Seriously simple VMM design I came up yesterday
Posted: Tue May 09, 2006 4:52 am
First of all, sorry for the seriously long post (the long poster is back, please panic). I hope that the text is relatively easy to read though.
Ok, this thing assumes there's some IPC facility, because it's going to be built on top of microkernel, but same thing could be used for macrokernels, in which case the whole thing would be even more simple.
I'm going to implement this hopefully today, but thought I'd throw it here, so people can review if it has some stupid flaws.
Terminology I gonna use:
- frame: about 4k chunk of physical memory
- page: about 4k chunk of virtual memory
- object:, something that can be sent messages
- (page)directory: "hardware" table from virtual to physical
Design is (basicly) this:
1. There's big array with one entry per frame. Each entry has a map_count and an object*.
2. Each "present" directory entry points to a frame. Obviously.
Each "not present" directory entry contains an object*.
3. The magical object is the ethernal representation of a page. This object knows if the page is resident on some frame. It also knows how many times the page is mapped. Finally, it knows whether the resident page is dirty, and knows where it has backing store.
So starting from virtual address, we have either pointer to object, or a frame number, and the object knows how to give us a frame with the page, and the frame array tells us what page is on a given frame.
The object knows how many times it's mapped (that is, virtual mappings) and a frame knows how many time it's mapped (that is physical mapping). There's no way to figure out WHERE a given page (or frame) is mapped, though.
So there's a clock-collector, which has access to a process list, where processes are popped to top of list each time they either visit a CPU, or they have been scanned. The clock then just scans through the page directories one process at a time, starting from the process that's on the bottom of the list (that is, longest time not run and not scanned).
For each accessed page, just reset access.
For each unaccessed page, notify page object if it's dirty, and unmap the frame. Normal clock policy.

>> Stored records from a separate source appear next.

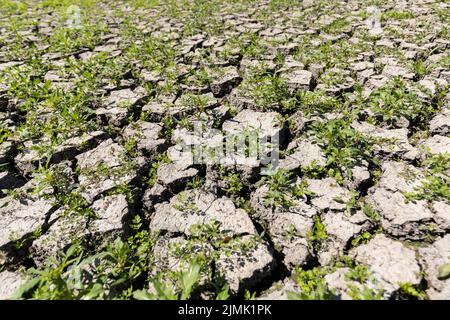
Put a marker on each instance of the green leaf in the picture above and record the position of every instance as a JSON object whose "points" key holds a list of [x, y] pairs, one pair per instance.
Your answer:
{"points": [[189, 279], [444, 271]]}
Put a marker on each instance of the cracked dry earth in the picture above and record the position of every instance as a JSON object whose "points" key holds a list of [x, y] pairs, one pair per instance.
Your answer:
{"points": [[96, 101]]}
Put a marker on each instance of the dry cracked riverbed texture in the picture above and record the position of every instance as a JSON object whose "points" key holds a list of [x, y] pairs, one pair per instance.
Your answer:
{"points": [[95, 101]]}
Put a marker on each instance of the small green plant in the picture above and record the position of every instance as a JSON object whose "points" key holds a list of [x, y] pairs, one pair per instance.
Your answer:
{"points": [[279, 188], [408, 291], [312, 285], [317, 234]]}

For added bonus, one can claim the process as "collected" after a given number of frames have been unmapped, to avoid stealing all pages at once.

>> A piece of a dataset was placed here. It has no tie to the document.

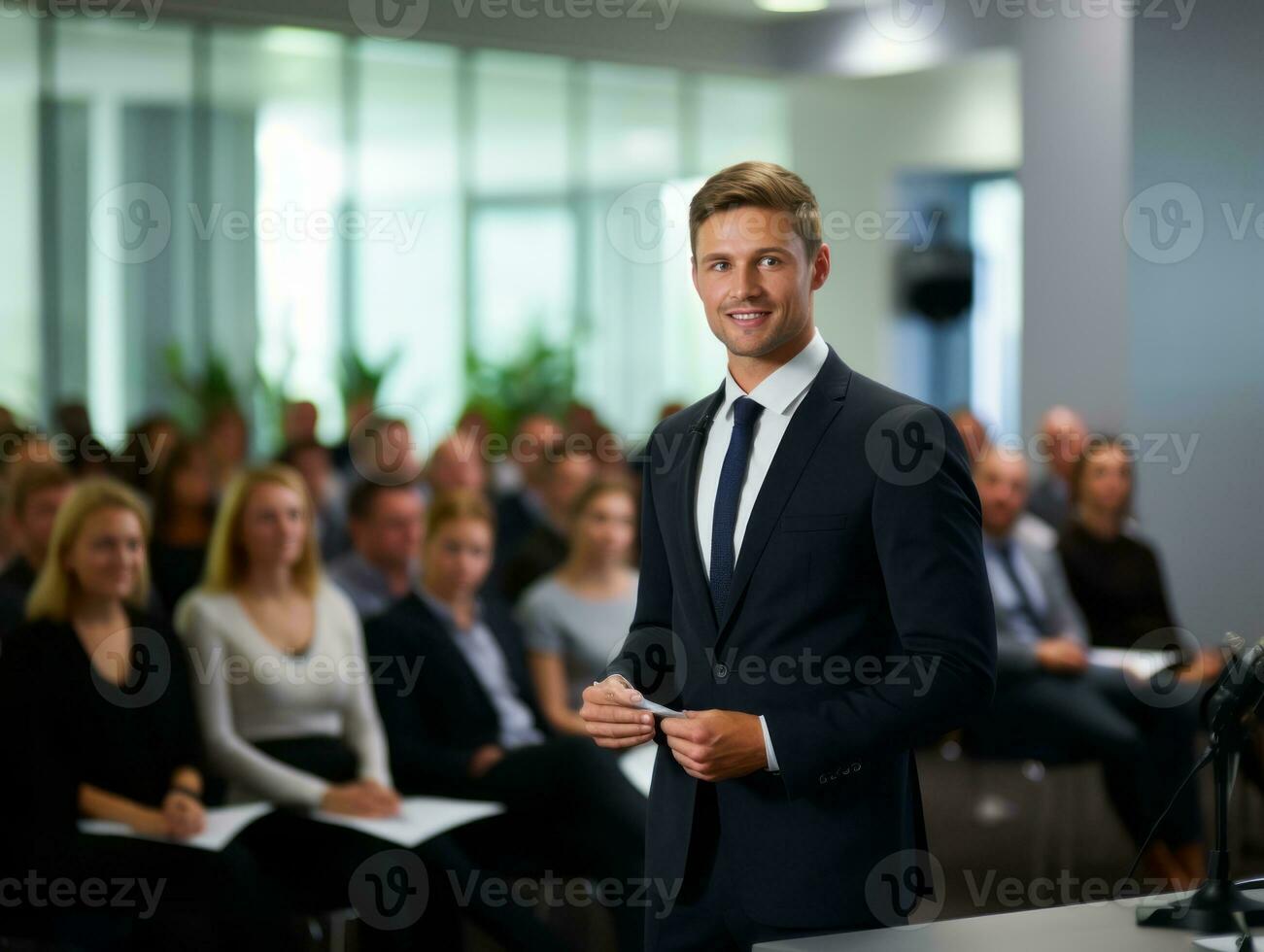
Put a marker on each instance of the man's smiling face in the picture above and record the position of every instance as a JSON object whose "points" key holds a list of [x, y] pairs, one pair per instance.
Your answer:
{"points": [[755, 278]]}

Once a frame has zero mapping count, it is either freed (if it's clean) or sent to backing store if it's dirty (and free once written, if nobody hasn't needed it yet).
Shared memory can be done simply by mapping the same page object in several address spaces (or even several places in one address space) and copy-on-write is trivially done by having the object know it's a copy of something else.
Since everything is done with single pages/frames, there is no complicated datastructures or anything like that to care about. Once the page has been unmapped (mapcount zero) the page object can be destroyed.
If backing store is in userspace, page object simply need to message it with the detail of "read me this" and "write this" and maybe "I don't need you anymore".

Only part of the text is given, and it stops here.